Açelya'nın sesi yeniden gelmeye başladı fakat bu sefer ilgimi çeken bir şeyden bahsediyordu. "Sağdıçtan haber var mı?" Sağdıç kimdi?
Abim mi lan yoksa? Oha. Baha Karaslan ve Araf Pakgör'ün sağdıçlığını yapmak!?
"Yok, Açelya Hanım. Henüz aramadılar." Açelya sıkıntıyla ellerini beline koydu. "İnşallah dozunu kaçırmaz o salak." Neyin dozu?
Kapıya takılmış lacivert kadife perdeyi çekip hışımla çıktım. "Neyin dozu!?" Açelya şok içerisinde bana baktı. Uzun uzun beni süzdüğünde gözleri dolmuştu. Elleriyle kendisine yel yapmaya çalıştı.

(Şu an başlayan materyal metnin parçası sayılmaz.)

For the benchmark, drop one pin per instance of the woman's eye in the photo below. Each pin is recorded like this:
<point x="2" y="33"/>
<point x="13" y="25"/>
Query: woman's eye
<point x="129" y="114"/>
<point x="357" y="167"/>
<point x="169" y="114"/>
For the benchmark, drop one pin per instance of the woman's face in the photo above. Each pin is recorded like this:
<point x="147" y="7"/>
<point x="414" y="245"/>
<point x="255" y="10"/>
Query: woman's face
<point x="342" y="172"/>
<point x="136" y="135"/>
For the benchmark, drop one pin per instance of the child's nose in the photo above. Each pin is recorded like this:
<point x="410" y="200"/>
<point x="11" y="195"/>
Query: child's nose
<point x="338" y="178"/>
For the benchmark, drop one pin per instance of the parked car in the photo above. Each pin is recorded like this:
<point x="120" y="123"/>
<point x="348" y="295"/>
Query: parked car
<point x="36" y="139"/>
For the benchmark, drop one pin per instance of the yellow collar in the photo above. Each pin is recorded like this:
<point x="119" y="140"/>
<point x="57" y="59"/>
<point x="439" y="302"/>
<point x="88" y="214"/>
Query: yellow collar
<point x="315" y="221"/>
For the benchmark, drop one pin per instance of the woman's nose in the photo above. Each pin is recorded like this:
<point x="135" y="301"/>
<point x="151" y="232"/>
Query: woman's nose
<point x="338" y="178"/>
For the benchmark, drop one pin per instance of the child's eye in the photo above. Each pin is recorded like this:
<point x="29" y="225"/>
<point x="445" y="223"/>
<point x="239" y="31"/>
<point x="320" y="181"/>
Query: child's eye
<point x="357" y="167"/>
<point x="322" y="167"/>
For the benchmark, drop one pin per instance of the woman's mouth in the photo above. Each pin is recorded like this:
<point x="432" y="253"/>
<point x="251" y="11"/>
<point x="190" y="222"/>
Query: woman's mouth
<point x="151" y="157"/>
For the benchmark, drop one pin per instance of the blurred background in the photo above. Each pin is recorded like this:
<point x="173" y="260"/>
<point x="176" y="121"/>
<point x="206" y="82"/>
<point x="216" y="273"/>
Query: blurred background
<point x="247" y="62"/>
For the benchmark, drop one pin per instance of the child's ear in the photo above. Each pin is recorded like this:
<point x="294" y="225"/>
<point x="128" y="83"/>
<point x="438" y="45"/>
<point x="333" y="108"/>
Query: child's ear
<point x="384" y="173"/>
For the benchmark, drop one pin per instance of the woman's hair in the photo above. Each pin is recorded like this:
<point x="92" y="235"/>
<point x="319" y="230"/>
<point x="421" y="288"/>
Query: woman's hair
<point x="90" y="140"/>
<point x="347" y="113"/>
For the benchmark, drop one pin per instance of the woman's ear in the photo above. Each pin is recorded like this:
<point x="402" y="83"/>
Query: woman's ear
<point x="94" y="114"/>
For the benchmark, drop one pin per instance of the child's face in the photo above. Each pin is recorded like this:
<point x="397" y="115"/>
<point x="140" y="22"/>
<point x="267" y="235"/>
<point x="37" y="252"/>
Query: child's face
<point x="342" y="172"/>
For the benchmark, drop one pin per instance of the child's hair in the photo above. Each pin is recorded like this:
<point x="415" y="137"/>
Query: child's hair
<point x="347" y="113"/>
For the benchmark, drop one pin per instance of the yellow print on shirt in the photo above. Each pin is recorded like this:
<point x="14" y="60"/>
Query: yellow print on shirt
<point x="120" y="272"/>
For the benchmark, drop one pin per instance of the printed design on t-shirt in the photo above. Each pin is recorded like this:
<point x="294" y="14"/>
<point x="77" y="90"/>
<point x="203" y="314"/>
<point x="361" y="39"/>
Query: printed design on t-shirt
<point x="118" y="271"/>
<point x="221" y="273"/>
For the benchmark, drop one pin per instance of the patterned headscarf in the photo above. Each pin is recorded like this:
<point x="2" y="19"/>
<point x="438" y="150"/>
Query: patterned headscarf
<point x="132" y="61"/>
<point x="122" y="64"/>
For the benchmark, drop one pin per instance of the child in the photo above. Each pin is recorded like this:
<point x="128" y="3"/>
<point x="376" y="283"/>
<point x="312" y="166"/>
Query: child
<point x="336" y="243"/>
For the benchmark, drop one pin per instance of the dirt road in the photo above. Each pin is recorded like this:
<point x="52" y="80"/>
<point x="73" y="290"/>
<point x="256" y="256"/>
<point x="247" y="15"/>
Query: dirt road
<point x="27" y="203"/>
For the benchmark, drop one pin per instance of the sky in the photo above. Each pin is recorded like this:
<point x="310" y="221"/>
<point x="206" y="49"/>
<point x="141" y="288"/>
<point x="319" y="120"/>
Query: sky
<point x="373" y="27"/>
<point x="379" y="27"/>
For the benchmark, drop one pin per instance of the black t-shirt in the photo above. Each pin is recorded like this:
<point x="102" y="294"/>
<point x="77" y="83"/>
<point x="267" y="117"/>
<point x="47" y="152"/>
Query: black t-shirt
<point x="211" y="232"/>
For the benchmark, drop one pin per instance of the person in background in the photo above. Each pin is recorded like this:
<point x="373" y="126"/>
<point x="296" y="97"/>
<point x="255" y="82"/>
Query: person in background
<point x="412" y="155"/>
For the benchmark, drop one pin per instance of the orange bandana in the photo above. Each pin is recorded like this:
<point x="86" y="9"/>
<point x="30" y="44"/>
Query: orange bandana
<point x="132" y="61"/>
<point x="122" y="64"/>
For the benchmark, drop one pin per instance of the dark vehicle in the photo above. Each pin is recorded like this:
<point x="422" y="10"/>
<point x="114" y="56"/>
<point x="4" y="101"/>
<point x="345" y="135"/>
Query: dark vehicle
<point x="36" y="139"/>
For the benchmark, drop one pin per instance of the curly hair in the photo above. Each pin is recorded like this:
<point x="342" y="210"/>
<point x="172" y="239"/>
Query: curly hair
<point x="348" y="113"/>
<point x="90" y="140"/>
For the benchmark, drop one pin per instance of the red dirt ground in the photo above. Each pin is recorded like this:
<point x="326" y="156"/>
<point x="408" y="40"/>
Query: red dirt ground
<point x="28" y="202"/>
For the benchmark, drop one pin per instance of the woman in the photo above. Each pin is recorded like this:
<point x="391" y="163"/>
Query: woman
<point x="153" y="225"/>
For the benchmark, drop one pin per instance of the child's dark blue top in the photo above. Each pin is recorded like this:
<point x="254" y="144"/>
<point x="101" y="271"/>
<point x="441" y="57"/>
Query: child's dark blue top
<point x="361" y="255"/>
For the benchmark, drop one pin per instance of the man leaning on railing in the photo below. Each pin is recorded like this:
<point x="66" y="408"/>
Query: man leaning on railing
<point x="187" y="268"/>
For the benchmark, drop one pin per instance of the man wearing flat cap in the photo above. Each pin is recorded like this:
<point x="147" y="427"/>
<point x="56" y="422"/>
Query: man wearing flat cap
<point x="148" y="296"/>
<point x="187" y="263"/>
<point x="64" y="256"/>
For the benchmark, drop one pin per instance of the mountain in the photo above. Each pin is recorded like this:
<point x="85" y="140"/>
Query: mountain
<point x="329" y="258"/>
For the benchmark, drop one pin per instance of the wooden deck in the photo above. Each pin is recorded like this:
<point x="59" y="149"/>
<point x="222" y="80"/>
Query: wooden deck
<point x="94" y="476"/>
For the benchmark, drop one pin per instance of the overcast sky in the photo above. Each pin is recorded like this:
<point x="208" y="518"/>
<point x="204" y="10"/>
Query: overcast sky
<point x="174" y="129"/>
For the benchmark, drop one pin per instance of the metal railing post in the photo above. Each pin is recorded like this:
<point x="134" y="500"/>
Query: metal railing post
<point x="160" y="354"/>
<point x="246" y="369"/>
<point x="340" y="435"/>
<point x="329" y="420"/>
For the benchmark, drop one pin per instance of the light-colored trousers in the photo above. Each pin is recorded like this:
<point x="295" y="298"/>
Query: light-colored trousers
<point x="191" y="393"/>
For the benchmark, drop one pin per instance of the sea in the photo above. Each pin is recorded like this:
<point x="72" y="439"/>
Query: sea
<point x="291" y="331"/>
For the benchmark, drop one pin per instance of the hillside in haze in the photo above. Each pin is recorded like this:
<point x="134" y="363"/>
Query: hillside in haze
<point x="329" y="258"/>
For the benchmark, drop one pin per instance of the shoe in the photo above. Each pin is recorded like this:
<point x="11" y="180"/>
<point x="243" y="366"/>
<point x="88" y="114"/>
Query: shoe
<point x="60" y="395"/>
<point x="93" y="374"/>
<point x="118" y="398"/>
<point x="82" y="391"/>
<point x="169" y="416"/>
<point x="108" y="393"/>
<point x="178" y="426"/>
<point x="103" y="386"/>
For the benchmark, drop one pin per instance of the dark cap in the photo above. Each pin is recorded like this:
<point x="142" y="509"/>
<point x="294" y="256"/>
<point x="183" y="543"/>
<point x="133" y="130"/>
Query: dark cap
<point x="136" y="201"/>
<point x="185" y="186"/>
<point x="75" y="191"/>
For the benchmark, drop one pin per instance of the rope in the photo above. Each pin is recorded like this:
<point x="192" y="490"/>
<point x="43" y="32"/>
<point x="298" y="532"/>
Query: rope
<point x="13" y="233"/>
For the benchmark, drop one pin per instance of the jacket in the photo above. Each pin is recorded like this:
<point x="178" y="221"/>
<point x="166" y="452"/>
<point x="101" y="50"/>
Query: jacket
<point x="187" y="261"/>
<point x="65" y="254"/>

"Ağlamayacağım... Hayır... Daha dün beşikteydik evet ama bu ağlamamı gerektirmez... Evet daha çocukken nikah şahidi sözü vermişti ve tutuyor ama buna ağlanmaz... Sus Açelya, ağlama Açelya..." Bir anda aklım uçarken omuzlarım düştü. Gelinliğin eteğini kaldırıp ona doğru ilerledim ve kendime çekip sıkıca sarıldım. Bana sarıldığı gibi bir hıçkırık koptu boğazından. Bu hâli benim de gözlerimi doldurduğunda ağlamamak için derin nefesler aldım. Bugün ağlamayacaktık, hayır.
"Kardeşim..." Dedi titrek sesiyle. "Hayallerimiz gerçek oluyor... Ve olurken de beraberiz..." Güldü, "Başardık."
"Lütfen hiç küsmeyelim! Küsersek hayallerimizi gerçekleştiremeyiz. Onları özel yapan, beraber yapacak olmamız."
Yaşımız kaçtı? Yedi veya sekiz mi?
Şimdi kaç yaşındaydık peki?
Yirmi.
"Ay aman be!" Diyerek bir anda beni ittirdi. Geriye doğru sendelerken ona geri zekalı mısın bakışları atıyordum. "Makyajımı akıtacaksın, çirkin şey seni! Bok gibi olmuşsun şu tipe bak!" Gülmeye başladım. Ne zaman çok güzel olduğumu düşünse hakaretler yağdırırdı. Bu, onun nazar değmesin deme biçimiydi ve ben bunu ezbere biliyordum.
"Necla makyajım bozuldu!" Dedi Açelya kumral kıza dönerken.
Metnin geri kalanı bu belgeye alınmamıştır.